1. Describe the distribution of total personal income.

The distribution appears normal but slightly skewed to the left with the most people making an average amount but more making 100,000 or more than $1 to $9,999 or less.

2. What is the probability that a randomly chosen US resident makes less than $50,000 per year?

fiftyk_or_less <- .022 + .047 + .158 + .183 + .212
fiftyk_or_less

## [1] 0.622

3. What is the probability that a randomly chosen US resident makes less than $50,000 per year and is female? Note any assumptions you make.

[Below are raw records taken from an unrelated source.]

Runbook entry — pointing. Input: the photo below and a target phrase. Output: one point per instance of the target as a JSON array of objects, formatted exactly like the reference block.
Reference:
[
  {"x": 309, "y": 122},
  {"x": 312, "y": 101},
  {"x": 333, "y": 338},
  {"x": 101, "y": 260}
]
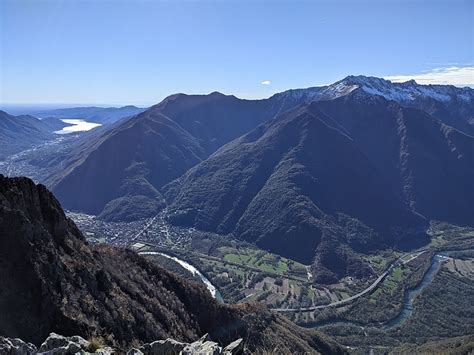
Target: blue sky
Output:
[{"x": 138, "y": 52}]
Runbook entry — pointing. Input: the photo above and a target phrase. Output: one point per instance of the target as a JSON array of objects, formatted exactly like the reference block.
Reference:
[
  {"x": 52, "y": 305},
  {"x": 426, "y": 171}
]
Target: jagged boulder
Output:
[
  {"x": 15, "y": 346},
  {"x": 236, "y": 347},
  {"x": 57, "y": 344},
  {"x": 162, "y": 347},
  {"x": 202, "y": 346}
]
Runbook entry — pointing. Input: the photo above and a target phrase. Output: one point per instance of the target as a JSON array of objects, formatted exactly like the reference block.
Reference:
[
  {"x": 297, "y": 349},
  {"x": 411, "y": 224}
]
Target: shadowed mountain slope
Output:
[
  {"x": 18, "y": 133},
  {"x": 347, "y": 174},
  {"x": 130, "y": 163},
  {"x": 52, "y": 280}
]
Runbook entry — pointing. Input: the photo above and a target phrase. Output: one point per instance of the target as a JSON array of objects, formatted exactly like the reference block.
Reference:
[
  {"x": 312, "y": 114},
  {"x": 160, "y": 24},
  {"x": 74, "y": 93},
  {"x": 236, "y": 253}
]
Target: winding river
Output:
[
  {"x": 409, "y": 297},
  {"x": 212, "y": 289}
]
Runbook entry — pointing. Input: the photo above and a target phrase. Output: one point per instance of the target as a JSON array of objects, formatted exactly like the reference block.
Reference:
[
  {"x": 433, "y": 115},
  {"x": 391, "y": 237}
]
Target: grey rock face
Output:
[
  {"x": 57, "y": 344},
  {"x": 15, "y": 346},
  {"x": 162, "y": 347}
]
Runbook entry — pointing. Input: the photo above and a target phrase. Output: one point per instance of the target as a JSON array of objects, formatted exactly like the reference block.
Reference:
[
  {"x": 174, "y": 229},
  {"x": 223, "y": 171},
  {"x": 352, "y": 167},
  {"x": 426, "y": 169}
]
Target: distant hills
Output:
[
  {"x": 102, "y": 115},
  {"x": 18, "y": 133},
  {"x": 52, "y": 280},
  {"x": 314, "y": 174}
]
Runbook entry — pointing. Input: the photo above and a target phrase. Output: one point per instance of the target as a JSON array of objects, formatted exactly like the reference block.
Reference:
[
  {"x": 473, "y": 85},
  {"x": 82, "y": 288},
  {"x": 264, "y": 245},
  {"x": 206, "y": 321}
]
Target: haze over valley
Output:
[{"x": 308, "y": 209}]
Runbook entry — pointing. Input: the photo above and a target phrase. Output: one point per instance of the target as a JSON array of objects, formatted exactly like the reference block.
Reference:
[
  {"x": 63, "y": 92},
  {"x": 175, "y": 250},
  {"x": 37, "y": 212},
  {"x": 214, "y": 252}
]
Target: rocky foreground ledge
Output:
[{"x": 57, "y": 344}]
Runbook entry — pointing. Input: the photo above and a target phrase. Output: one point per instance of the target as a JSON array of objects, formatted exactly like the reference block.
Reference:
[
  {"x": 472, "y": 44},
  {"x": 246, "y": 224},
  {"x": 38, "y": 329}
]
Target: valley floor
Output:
[{"x": 355, "y": 312}]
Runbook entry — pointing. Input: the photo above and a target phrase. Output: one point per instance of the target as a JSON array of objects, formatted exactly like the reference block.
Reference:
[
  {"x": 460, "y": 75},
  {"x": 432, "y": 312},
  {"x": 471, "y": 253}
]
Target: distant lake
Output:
[{"x": 77, "y": 126}]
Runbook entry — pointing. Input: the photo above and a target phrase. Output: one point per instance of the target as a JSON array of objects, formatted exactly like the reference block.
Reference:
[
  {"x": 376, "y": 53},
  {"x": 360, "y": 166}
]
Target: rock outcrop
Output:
[
  {"x": 52, "y": 280},
  {"x": 57, "y": 344}
]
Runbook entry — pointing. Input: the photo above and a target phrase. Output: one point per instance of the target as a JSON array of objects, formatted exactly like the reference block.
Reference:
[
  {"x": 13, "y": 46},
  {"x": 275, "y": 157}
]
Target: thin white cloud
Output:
[{"x": 453, "y": 75}]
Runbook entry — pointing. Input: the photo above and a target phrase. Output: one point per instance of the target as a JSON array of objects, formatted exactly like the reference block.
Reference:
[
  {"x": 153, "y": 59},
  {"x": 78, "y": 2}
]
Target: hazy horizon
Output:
[{"x": 137, "y": 53}]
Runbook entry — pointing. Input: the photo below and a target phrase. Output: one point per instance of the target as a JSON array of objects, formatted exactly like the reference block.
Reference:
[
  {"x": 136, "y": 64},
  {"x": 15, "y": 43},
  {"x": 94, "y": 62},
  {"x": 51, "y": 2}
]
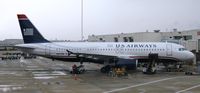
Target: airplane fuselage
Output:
[{"x": 136, "y": 50}]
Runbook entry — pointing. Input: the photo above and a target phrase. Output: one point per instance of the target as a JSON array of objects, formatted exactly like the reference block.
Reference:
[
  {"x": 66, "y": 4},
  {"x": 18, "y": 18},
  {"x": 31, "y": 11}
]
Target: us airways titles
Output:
[{"x": 136, "y": 45}]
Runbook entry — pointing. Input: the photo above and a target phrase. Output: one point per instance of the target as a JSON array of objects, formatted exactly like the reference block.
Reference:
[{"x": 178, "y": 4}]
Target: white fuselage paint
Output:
[{"x": 127, "y": 50}]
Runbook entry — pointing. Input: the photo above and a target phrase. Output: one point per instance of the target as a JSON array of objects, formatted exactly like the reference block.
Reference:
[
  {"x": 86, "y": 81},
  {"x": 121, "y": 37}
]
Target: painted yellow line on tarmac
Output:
[
  {"x": 188, "y": 89},
  {"x": 133, "y": 86}
]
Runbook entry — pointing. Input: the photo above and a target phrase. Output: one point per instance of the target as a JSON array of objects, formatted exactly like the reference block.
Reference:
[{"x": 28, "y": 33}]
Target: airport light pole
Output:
[{"x": 82, "y": 37}]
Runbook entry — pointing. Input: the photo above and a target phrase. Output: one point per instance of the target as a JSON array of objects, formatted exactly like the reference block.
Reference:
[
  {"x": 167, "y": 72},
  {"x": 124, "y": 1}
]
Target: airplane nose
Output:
[{"x": 190, "y": 56}]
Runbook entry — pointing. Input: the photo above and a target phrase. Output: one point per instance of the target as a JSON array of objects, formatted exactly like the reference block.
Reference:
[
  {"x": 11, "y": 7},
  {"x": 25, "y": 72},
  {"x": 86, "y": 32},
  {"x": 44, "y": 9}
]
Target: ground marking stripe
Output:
[
  {"x": 120, "y": 89},
  {"x": 188, "y": 89}
]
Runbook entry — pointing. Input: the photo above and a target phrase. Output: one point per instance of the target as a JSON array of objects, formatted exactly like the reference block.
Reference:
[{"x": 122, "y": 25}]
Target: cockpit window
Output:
[{"x": 182, "y": 49}]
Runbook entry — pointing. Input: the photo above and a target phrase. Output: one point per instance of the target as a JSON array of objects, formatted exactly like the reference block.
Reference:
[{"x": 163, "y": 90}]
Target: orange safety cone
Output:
[{"x": 75, "y": 77}]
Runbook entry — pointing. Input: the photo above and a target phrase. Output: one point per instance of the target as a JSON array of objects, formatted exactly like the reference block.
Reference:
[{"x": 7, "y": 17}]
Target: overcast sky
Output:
[{"x": 60, "y": 19}]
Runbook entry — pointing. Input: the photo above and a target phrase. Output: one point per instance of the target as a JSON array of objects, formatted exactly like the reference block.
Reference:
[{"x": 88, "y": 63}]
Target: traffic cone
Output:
[{"x": 75, "y": 77}]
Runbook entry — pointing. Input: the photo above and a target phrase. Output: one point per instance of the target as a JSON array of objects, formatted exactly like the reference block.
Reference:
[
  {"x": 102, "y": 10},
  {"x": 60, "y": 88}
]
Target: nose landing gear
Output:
[{"x": 150, "y": 68}]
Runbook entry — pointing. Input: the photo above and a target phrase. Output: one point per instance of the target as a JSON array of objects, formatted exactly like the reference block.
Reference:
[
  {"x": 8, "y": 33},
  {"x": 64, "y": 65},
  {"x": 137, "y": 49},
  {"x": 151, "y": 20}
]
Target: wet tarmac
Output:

Assuming that females and males would have a similar distribution of incomes

fiftyk_female <- fiftyk_or_less * .41
fiftyk_female

## [1] 0.25502

4. The same data source indicates that 71.8% of females make less than $50,000 per year. Use this value to determine whether or not the assumption you made in part (c) is valid.

The assumption is not valid because more females make less than 50,000 a year than males do.